I did not want to start a commentary on Amos. I struggled with it for a few months until I felt that I might as well break my studying 'fast' and look into the prophet's message for the people of his day.
I wouldn't say that I was running away from doing what I felt God wanted me to do, but I did joke to a good friend of mine that we were shortly to go on a Whale Watch trip and I was just a little tentative about it, seeing as I remembered what had happened to Jonah. If it had happened to him, what was likely to happen to me?
Fortunately, the sharks we saw were more impressive than the minkes that stayed well away from the boat - even so, it made me think.

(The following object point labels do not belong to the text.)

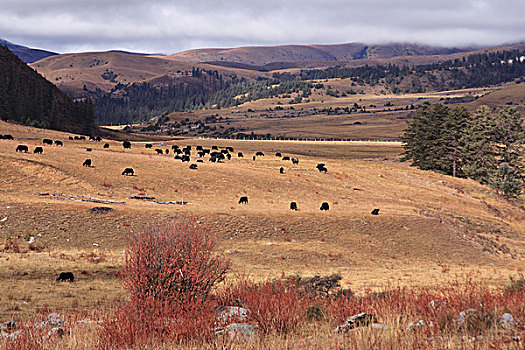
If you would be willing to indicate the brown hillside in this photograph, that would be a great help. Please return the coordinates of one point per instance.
(261, 55)
(430, 228)
(71, 72)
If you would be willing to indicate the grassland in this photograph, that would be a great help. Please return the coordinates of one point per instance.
(431, 228)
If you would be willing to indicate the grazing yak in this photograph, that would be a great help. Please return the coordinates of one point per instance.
(66, 276)
(128, 172)
(321, 168)
(22, 148)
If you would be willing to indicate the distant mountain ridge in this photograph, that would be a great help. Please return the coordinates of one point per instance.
(27, 54)
(262, 55)
(27, 98)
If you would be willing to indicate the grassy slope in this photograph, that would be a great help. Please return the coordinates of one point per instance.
(430, 226)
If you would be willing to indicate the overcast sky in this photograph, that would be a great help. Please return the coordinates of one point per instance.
(169, 26)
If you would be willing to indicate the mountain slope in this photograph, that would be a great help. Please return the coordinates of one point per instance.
(261, 55)
(78, 73)
(26, 54)
(27, 98)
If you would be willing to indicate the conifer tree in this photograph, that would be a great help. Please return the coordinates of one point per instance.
(510, 135)
(423, 139)
(479, 150)
(452, 140)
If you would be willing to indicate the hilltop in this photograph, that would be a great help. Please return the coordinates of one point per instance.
(27, 54)
(262, 55)
(27, 98)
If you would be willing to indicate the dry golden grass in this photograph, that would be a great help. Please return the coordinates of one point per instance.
(430, 228)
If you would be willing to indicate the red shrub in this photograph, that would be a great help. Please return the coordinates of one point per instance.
(275, 306)
(169, 273)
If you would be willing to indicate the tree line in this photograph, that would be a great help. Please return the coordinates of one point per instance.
(477, 70)
(27, 98)
(485, 146)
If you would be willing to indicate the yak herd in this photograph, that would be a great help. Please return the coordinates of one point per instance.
(184, 154)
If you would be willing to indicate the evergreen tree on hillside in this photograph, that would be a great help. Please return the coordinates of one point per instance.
(27, 98)
(452, 141)
(479, 150)
(510, 135)
(423, 139)
(485, 147)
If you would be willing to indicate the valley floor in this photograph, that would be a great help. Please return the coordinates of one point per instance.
(431, 228)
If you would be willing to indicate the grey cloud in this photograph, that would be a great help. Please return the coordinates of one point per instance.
(171, 26)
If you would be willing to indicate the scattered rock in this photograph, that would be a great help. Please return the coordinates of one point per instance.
(435, 305)
(421, 323)
(54, 319)
(86, 320)
(56, 331)
(100, 210)
(360, 320)
(243, 331)
(12, 336)
(379, 326)
(463, 315)
(507, 321)
(236, 313)
(9, 325)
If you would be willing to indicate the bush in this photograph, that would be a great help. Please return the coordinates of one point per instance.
(276, 306)
(169, 273)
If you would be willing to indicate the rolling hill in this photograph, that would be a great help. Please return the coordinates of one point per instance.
(27, 54)
(261, 55)
(27, 98)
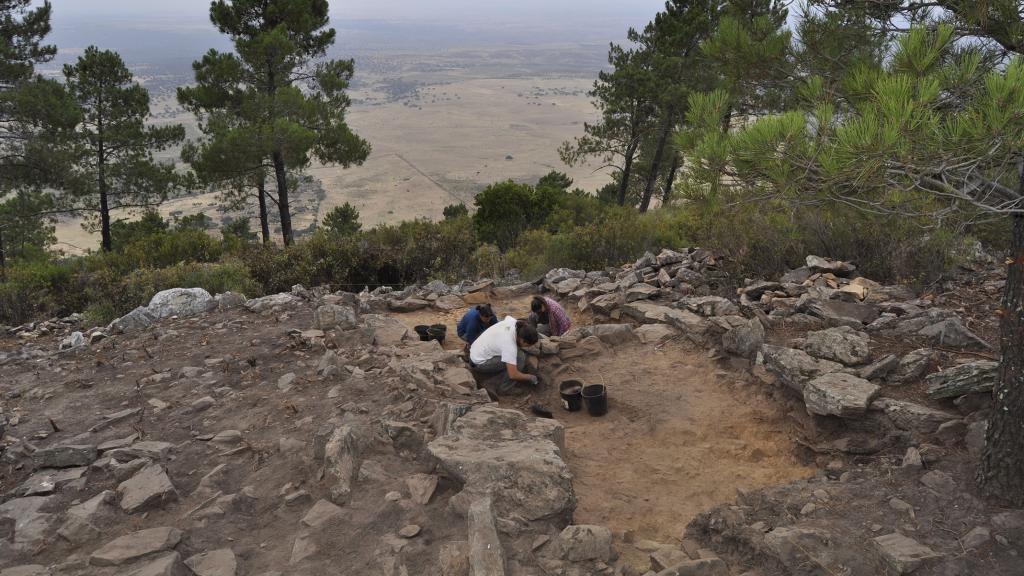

Amos is not a book that I find enjoyable - even though I seem to be inexplicably drawn to it. It's not a book I turn to with eagerness and abandon wondering what fresh revelation I might get that might inspire His people. Rather, it's a book I drag my heels over, knowing that the words of an angry God are directed just as much at the people of Amos' day as they are now at God's people in the present for we do the same things, commit the same sins and refuse to obey God's same voice that calls to us down the years.
Now that I've finished the work, I must thank Pavel, a friend of mine in Tennesee, who spent time reading these pages before they were uploaded to the web site. Although most of my experience of the application of Amos' message to today's Church lies a number of years ago, he was able to, unwittingly at times, relate incidents as they were occurring in his own life that confirmed to me that the traits were all just as prevalent today as when I'd first noticed them.